The inflation that has been wearing on European consumers fell sharply to 2.9% in October, its lowest in more than two years as fuel prices fell and rapid interest rate hikes from the European Central Bank took hold.

But that encouraging news was balanced by official figures showing economic output in the 20 countries that use the euro shrank by 0.1% in the July-September quarter.

Inflation fell from an annual 4.3% in September as fuel prices fell by 11.1% and painful food inflation slowed, to 7.5%.

The drop to under 3% is down from the peak of over 10% in October 2022 and puts the inflation figure at least within shouting distance of the European Central Bank’s target of 2% considered best for the economy.

But growth disappeared as output shrank after months of stagnation near zero.

Germany, the largest of the 20 countries that use the euro, saw its economy output fall by 0.1%, while No. 2 economy France only scraped out 0.1% growth, slowing from 0.6% in the previous quarter.

The lower inflation figure follows a rapid series of interest rate hikes by the European Central Bank. Higher central bank rates are the typical medicine against inflation that’s too high. They influence borrowing costs throughout the economy, raising the cost of credit for purchases such as homes or for expanding factories or offices. That reduces the demand for goods and thus restrains price increases.

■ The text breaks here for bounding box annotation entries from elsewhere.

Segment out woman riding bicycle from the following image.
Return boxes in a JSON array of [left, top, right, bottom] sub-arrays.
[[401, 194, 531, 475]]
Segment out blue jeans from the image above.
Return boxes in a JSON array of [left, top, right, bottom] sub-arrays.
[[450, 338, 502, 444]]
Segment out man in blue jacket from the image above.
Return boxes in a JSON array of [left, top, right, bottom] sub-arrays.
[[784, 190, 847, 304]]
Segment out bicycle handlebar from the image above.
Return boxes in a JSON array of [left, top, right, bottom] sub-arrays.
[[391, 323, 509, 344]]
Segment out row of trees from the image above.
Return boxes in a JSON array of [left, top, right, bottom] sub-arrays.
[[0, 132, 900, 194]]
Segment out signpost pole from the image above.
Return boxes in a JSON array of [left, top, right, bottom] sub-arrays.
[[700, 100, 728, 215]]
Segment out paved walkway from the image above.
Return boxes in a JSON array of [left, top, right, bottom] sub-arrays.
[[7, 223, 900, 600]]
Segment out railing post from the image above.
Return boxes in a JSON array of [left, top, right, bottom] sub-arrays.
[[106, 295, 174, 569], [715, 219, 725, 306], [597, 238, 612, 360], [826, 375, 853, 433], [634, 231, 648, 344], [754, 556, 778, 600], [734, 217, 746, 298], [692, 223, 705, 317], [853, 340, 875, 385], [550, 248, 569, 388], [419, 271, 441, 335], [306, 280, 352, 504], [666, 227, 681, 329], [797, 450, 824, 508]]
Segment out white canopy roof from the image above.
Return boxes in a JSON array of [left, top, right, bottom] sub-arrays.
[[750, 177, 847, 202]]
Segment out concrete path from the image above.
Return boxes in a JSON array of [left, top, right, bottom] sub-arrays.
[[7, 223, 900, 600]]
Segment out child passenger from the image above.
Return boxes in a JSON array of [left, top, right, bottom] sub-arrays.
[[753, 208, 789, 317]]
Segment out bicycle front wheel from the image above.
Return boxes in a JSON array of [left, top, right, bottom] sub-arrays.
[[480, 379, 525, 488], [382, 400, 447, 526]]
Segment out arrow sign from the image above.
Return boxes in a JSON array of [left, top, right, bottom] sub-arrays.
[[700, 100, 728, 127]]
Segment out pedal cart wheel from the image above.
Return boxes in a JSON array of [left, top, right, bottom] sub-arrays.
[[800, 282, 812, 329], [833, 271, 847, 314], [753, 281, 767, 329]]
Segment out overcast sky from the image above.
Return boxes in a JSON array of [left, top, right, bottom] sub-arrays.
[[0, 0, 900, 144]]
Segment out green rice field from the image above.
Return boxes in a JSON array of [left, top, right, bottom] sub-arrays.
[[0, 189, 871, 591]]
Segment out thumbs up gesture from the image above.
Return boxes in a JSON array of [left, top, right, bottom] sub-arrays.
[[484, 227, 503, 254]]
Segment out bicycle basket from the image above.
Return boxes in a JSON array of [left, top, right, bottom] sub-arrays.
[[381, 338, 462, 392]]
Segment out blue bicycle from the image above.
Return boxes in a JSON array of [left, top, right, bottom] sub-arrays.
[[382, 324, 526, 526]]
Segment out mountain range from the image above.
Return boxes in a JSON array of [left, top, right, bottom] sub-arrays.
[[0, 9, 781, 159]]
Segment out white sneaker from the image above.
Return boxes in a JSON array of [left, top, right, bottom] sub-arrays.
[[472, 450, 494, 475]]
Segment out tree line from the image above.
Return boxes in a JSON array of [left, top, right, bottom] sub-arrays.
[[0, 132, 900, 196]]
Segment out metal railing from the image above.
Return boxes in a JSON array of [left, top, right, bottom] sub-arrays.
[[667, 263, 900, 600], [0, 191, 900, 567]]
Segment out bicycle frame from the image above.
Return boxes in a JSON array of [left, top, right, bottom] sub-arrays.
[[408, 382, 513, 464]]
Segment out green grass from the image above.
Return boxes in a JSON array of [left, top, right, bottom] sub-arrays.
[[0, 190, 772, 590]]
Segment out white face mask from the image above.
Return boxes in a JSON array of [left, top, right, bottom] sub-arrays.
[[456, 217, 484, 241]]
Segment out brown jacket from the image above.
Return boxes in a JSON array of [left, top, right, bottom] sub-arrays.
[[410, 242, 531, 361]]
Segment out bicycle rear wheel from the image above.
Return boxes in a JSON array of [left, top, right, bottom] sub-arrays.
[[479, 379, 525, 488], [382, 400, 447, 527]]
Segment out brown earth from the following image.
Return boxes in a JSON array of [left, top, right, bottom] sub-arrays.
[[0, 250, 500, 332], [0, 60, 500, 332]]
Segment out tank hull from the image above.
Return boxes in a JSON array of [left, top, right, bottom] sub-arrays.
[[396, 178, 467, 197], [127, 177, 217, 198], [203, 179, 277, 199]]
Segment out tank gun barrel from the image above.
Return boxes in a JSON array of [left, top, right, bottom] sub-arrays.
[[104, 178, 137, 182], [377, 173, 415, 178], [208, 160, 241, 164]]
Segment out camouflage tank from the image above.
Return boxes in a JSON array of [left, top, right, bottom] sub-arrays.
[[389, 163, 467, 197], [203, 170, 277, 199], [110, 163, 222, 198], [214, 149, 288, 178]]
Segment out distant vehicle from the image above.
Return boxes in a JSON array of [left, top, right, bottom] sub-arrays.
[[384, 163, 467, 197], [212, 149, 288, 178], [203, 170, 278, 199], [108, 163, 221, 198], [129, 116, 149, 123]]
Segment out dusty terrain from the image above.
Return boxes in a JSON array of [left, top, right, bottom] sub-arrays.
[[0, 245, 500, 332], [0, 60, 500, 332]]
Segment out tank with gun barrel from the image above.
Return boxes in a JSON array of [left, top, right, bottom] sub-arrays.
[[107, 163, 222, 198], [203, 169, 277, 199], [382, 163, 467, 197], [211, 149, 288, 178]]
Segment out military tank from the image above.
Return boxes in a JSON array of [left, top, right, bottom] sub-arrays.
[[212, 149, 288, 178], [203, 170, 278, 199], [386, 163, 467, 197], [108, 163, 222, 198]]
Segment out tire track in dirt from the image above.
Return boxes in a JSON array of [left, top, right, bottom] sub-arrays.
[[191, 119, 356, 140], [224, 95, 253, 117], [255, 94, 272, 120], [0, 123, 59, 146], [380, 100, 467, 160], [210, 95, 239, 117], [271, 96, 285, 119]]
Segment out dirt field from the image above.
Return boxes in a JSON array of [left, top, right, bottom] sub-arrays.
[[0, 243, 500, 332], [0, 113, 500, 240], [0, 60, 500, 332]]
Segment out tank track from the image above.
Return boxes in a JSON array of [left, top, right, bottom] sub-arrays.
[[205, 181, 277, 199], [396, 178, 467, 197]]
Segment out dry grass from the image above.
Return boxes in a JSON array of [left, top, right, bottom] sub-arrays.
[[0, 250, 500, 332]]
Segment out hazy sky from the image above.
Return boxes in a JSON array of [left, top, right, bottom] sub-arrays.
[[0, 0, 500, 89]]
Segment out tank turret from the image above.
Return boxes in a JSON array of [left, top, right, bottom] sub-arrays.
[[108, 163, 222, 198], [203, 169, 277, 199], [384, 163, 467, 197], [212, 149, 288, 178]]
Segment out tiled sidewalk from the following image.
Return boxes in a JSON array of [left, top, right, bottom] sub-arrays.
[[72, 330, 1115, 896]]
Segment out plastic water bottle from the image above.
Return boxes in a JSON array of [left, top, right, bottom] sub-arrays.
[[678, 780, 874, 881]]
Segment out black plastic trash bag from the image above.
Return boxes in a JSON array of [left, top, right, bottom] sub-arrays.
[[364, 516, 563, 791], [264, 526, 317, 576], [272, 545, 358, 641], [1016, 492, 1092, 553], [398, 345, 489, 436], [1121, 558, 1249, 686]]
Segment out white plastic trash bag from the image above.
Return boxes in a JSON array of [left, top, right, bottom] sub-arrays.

But high rates can also slow growth. In recent months they have slammed credit-sensitive sectors like construction of new houses and business facilities. Meanwhile lingering inflation has still been high enough to hold back spending by consumers who had to set more money aside for necessaries like food and utility bills.

This burst of inflation was set off as the global economy rebounded from the COVID-19 pandemic, leading to shortages of parts and raw materials. It got worse when Russian invaded Ukraine, sending energy prices soaring as Moscow cut off most natural gas to Europe.